Recién en el transporte, a mitad de camino y observando el poco tránsito tan inusual en la calle, tomé conciencia que era domingo. Me invadió una tremenda sensación de compasión por mí mismo y me dije casi como dándome una orden: -¡Se acabó. Basta de tanta presión. A partir de ahora soy yo el que lleva los pantalones!- Me pareció raro que los pocos pasajeros que se hallaban junto a mí en el transporte, esbozaran sendas sonrisas, y pensé que quizás lo había pensado muy fuerte y lograron escucharme por telepatía, pero no. Cuando bajé para regresar, me di cuenta que por el apuro, no había cerrado bien mi cremallera y que una punta de mi camisa blanca se asomaba eréctil por ella.

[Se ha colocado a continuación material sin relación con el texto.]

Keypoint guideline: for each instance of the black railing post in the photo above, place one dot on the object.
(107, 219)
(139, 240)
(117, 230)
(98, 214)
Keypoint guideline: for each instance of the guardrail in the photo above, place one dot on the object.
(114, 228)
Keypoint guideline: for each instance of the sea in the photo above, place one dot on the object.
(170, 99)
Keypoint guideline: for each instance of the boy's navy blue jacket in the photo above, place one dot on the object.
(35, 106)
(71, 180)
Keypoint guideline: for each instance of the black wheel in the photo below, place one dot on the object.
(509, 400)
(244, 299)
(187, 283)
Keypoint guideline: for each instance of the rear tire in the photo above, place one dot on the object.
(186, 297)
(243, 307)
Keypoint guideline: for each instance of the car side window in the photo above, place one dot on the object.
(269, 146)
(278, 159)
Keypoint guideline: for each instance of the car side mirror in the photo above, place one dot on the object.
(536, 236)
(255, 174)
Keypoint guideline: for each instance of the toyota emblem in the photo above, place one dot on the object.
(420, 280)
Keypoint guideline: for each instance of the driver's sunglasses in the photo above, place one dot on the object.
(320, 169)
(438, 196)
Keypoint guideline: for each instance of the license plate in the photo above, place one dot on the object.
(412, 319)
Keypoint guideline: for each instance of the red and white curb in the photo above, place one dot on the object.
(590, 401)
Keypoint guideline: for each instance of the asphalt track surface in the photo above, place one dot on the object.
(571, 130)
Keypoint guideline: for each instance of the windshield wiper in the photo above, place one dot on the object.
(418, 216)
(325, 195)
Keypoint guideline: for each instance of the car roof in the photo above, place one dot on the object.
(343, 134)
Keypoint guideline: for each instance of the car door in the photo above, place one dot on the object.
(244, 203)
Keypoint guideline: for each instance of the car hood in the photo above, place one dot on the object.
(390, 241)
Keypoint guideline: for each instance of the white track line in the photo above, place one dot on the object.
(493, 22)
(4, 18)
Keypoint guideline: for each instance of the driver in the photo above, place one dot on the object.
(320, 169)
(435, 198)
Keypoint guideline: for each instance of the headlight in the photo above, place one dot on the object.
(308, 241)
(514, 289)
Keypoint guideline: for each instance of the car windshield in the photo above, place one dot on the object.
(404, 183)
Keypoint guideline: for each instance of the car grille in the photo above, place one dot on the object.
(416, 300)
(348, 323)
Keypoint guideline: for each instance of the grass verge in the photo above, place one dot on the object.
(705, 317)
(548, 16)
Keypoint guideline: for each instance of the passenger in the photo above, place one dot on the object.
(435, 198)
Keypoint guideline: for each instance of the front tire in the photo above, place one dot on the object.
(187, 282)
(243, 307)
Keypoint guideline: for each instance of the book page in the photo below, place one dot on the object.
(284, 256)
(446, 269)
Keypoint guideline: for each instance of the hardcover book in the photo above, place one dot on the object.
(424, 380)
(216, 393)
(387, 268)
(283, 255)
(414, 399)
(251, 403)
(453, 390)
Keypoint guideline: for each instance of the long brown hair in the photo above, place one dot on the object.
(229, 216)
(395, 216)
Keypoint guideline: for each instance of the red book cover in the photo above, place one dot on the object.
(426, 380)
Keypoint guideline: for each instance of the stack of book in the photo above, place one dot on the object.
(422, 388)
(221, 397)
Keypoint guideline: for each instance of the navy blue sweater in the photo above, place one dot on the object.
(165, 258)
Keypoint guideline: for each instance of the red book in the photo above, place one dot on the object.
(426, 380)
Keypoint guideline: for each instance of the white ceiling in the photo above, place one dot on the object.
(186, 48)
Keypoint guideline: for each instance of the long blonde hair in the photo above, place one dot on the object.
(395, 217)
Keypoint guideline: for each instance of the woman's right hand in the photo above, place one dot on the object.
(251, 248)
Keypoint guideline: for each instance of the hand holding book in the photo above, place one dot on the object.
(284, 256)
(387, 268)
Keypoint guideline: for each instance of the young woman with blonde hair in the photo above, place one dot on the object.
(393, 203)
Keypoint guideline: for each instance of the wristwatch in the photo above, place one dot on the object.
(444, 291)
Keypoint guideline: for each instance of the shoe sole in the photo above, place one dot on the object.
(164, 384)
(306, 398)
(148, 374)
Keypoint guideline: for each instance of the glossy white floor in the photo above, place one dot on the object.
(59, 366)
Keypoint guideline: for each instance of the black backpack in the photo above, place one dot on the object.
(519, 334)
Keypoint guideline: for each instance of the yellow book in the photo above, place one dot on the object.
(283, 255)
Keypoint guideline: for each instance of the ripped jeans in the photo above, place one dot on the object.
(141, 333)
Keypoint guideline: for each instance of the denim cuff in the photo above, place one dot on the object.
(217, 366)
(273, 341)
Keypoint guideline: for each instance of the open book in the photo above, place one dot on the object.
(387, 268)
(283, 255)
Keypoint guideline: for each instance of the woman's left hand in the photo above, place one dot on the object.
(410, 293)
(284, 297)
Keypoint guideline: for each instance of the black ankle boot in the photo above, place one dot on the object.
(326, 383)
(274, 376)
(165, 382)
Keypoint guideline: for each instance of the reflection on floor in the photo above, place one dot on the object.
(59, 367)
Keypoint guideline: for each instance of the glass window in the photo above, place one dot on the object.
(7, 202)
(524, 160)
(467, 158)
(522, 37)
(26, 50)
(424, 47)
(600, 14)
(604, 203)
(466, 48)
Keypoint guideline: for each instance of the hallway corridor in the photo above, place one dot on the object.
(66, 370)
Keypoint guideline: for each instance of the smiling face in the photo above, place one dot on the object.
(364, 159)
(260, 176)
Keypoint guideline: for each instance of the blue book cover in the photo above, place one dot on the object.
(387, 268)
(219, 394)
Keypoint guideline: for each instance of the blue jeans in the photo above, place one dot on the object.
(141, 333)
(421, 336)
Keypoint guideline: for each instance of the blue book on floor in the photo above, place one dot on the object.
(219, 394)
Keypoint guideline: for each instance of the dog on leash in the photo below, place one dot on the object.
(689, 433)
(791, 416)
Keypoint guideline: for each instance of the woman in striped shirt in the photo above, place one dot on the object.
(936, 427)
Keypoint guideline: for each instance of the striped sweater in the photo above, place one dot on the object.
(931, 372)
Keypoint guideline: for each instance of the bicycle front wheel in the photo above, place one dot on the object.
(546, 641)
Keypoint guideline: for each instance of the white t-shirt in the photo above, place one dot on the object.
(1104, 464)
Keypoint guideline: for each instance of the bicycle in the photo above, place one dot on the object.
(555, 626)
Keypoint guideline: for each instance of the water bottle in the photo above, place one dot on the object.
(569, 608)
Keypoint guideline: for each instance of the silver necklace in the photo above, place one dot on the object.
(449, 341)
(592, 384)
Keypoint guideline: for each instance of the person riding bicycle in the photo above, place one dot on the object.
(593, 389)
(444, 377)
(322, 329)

Esperé un largo rato algún transporte que me lleve de vuelta a mi casa, pero en domingo los servicios suelen estar un tanto restringidos, así que para no perder demasiado tiempo comencé a caminar hacia allí ya que no estaba demasiado lejos.
Al cabo de unas cuantas cuadras, en las que para cortar camino, salí del recorrido habitual de los transportes, pensando que incluso un poco de ejercicio me sentaría bien, noté que lo único que no pude prever, fue la presencia de una amenazadora nube que se cernía sobre mí tenebrosa y dispuesta a descargar todo su cúmulo de agua almacenada. Y por supuesto así lo hizo. Intenté guarecerme cuanto pude, pero un fuerte viento comenzó a soplar en todas direcciones.
Mi amigo Pablo, siempre me dice que hay que mirar el lado positivo de las cosas. Cierta vez me mostró un vaso cargado con agua por la mitad y me preguntó: -¿Cómo ves el vaso? ¿Medio vacío o medio lleno?- Y yo le contesté -Por la mitad-. Con gran disgusto me ordenó que me vaya a lavar, no recuerdo qué parte del cuerpo y se fue. Claro que para él resulta todo más fácil porque no tiene mi mala suerte, pero en esa mañana de inclemencia en particular, buscando y buscando, finalmente encontré el lado positivo: Con este viento, si hubiese traído mi paraguas, se hubiese destrozado.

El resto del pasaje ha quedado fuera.